Nuclear isn’t just missing from this report but from the entire Climate Council website. In its place are the usual sycophantic stories about pissant renewable projects. For example, in September 2014 the Climate Council republished a gushing story about a floating solar plant being built in Japan. It was described as a “successor” (despite being much smaller) to the Kagoshima solar farm which was described as “the country’s largest”. Kagoshima? Large? You’d have to build 350 of Kagoshima sized solar farms to replace the electricity that used to be generated by Fukushima Daiichi. And as for the floating plant? They are still building the first one, and they’ll need another 2,100 to match the Daiichi output. How long before people work out that pissant solar farms shouldn’t be called large simply because they cover a lot of ground (or water)? They are best described as monster toys whose principle purpose seems to be to mop up renewable energy subsidies. Why are there no stories on the Climate Council website about the 4 or 5 large reactors that China will bring on-line this year, and the next, and the next. Each is equivalent to over 480 of these shiny floating toys.
Nuclear power growth and growth potential
The slow global growth of renewable energy would be irrelevant if there were just a single sizable success story. But compared to the nuclear decarbonisation of French electricity in the 15 years between about 1975 and 1990, there’s nothing in the renewable camp but failure. There’s no doubt that there’s a boom in renewable electricity investment, but it’s clearly not being matched by performance and looks more like snouts sucking at the trough of public money than a serious attempt to tackle climate destabilisation.

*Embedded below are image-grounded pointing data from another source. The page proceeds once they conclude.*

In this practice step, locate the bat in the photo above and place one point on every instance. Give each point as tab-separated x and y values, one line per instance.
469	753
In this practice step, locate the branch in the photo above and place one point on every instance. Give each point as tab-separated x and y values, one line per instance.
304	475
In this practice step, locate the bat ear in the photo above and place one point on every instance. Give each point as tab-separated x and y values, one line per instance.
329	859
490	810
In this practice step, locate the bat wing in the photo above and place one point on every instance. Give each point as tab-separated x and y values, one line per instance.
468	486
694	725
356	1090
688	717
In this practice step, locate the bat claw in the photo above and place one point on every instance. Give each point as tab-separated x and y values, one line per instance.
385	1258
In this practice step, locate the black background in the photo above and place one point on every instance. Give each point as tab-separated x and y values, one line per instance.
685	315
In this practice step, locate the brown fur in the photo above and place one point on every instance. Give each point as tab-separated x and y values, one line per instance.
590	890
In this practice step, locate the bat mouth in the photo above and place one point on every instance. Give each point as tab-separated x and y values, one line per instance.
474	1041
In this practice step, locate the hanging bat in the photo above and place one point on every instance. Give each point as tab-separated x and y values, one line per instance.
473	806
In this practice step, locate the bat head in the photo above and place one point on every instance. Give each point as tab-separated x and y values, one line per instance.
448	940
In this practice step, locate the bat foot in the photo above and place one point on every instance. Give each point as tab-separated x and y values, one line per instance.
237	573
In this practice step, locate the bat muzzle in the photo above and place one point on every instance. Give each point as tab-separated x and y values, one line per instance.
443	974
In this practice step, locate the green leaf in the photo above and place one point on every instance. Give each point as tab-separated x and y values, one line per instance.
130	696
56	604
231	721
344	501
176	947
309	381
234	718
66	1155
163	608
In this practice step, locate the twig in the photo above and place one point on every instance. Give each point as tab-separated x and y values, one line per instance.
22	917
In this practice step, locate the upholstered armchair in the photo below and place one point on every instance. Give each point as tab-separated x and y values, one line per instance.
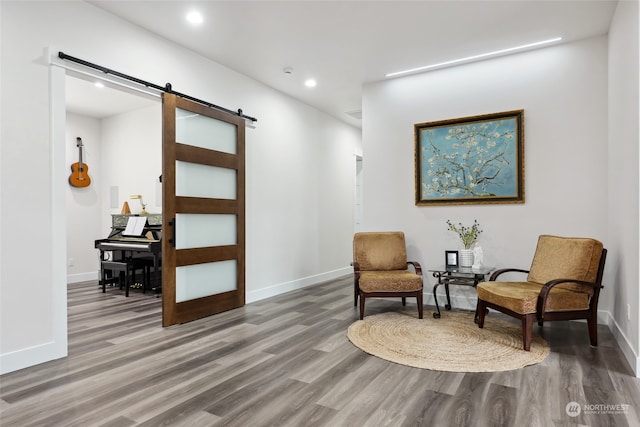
381	269
563	283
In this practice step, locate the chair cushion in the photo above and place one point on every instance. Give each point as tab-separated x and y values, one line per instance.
566	258
390	281
522	297
380	250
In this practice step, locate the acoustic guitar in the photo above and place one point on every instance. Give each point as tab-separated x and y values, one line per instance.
79	171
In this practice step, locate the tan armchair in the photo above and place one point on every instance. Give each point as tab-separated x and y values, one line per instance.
380	269
563	283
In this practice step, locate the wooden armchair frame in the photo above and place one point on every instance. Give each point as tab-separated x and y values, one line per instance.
397	281
541	315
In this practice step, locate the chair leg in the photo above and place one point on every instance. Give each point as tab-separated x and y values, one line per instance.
592	324
527	331
481	310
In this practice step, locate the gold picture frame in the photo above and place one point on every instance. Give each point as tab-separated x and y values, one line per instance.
470	160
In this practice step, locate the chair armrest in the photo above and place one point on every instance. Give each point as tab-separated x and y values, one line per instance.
546	288
416	265
497	273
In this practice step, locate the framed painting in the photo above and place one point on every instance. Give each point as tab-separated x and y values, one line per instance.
470	160
451	259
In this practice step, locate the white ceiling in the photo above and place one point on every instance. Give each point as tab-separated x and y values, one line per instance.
345	44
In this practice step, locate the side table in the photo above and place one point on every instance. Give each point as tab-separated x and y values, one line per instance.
465	276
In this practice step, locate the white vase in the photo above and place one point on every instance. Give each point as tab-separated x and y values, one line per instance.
466	257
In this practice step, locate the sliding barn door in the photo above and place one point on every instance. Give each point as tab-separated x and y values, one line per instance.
203	244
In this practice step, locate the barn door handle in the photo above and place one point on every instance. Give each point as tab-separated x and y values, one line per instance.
172	240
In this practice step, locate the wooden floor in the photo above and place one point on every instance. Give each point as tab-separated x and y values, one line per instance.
286	361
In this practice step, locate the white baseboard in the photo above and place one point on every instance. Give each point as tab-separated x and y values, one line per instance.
280	288
24	358
82	277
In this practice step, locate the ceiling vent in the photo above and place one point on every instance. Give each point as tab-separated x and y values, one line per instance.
357	114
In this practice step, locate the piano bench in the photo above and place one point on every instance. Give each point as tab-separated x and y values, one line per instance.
124	267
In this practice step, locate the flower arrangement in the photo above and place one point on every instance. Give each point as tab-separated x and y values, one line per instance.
468	235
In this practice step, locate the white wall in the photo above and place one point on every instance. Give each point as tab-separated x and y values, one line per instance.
131	161
564	113
294	166
563	91
84	209
623	188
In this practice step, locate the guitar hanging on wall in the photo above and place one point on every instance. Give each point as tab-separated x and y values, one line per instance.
79	176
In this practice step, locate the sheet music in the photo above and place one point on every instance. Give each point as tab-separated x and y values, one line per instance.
135	226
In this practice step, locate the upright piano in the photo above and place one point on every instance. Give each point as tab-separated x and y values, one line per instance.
125	253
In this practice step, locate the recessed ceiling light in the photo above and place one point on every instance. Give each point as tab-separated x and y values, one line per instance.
472	58
195	17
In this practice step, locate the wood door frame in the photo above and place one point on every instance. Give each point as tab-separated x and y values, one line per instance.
173	151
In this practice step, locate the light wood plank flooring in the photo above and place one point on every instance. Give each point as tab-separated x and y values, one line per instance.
286	361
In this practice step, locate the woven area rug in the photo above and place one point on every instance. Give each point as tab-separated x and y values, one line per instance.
453	343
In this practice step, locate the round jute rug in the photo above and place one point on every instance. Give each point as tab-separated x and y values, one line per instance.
453	343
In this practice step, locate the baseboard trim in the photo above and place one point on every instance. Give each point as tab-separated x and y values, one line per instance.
625	345
280	288
24	358
82	277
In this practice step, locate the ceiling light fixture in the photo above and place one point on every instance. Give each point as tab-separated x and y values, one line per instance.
475	57
195	17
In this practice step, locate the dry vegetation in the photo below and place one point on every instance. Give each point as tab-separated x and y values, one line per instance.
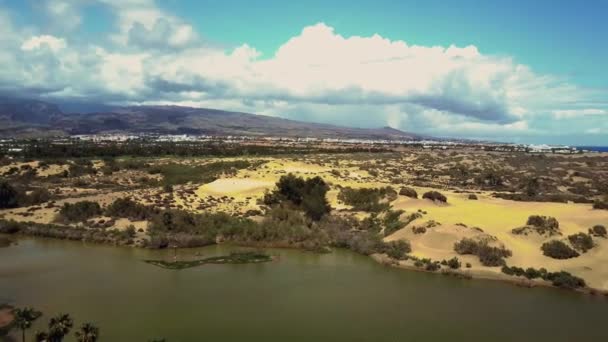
483	214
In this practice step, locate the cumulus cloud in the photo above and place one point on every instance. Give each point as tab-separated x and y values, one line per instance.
151	56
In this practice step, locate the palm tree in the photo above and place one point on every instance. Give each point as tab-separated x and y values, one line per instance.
24	319
87	333
59	326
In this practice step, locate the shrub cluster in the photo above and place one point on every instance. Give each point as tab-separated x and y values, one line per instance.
435	196
488	255
127	208
398	249
408	192
79	211
581	241
367	199
598	231
308	195
539	224
391	221
13	197
559	279
558	250
600	205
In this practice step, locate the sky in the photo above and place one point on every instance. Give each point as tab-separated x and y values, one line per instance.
517	71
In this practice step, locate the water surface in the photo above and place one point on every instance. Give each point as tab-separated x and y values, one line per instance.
303	296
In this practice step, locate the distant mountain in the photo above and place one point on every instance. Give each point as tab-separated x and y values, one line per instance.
32	118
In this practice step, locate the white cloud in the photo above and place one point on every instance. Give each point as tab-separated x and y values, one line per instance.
573	113
154	57
40	42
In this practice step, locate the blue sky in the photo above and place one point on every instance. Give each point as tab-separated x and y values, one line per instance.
524	71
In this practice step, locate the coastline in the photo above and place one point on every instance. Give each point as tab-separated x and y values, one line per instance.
485	275
383	259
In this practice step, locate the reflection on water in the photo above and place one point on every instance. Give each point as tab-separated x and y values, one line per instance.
302	296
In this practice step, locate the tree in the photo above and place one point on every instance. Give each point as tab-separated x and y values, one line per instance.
41	336
24	319
59	327
87	333
8	196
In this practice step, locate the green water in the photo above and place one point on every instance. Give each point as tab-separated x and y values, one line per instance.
301	297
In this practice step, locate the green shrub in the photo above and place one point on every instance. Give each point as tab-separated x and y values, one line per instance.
79	211
488	255
600	205
581	241
435	196
8	196
453	263
408	192
398	249
598	231
558	250
367	199
391	222
306	194
127	208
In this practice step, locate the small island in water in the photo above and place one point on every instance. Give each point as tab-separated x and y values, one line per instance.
232	258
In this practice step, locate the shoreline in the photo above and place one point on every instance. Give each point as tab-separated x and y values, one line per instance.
381	259
476	275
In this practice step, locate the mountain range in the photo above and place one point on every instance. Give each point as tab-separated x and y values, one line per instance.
35	118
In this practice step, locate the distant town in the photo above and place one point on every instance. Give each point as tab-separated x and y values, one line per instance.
14	145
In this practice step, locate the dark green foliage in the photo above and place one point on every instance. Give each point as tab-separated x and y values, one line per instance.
87	333
566	280
453	263
79	211
549	223
367	199
559	279
581	241
435	196
539	224
127	208
598	231
600	205
558	250
408	192
232	258
174	174
398	249
8	196
488	255
391	222
309	195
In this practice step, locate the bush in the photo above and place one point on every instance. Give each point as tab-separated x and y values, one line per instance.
454	263
391	222
488	255
367	199
435	196
558	250
543	222
566	280
408	192
79	211
559	279
598	231
600	205
127	208
8	196
398	249
581	241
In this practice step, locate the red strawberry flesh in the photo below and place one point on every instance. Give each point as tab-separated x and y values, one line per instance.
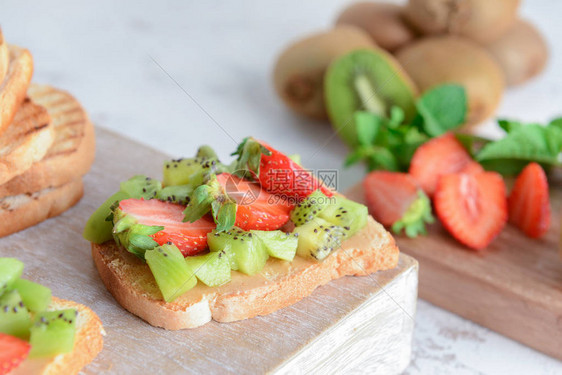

Is nuclear power dead? Is it worth investing in? What is its potential growth rate? If the Climate Council was serious and wasn’t, apparently, dominated by renewable energy interests, it would be doing reports about nuclear. It would be lobbying to end our nuclear isolation. It would be working to bust the anti-science myths surrounding nuclear power and radiation risks.
A little internet research will show that there is a resurgence in nuclear technology, but more than a few people are watching the wrong countries. The people who’ll build the nuclear plants of the future are the same people who build our phones and cars. The Chinese and South Koreans.
Currently, the biggest solar farms on the planet each generate about 1 TWh of electricity per year. You can count them on one finger challenged hand: Topaz, Ivanpah, Desert Sunlight. Currently there are 63.5 gigawatts of nuclear plants under construction and they’ll generate as much electricity as about 500 of these largest of solar plants. About half of these are in China.
Is the Climate Council merely pandering to public opinion so that the donations keep rolling in? Do these particular authors have serious financial interests that interfere with their powers of rational thought? I’ve no idea, but the public and the planet deserve better.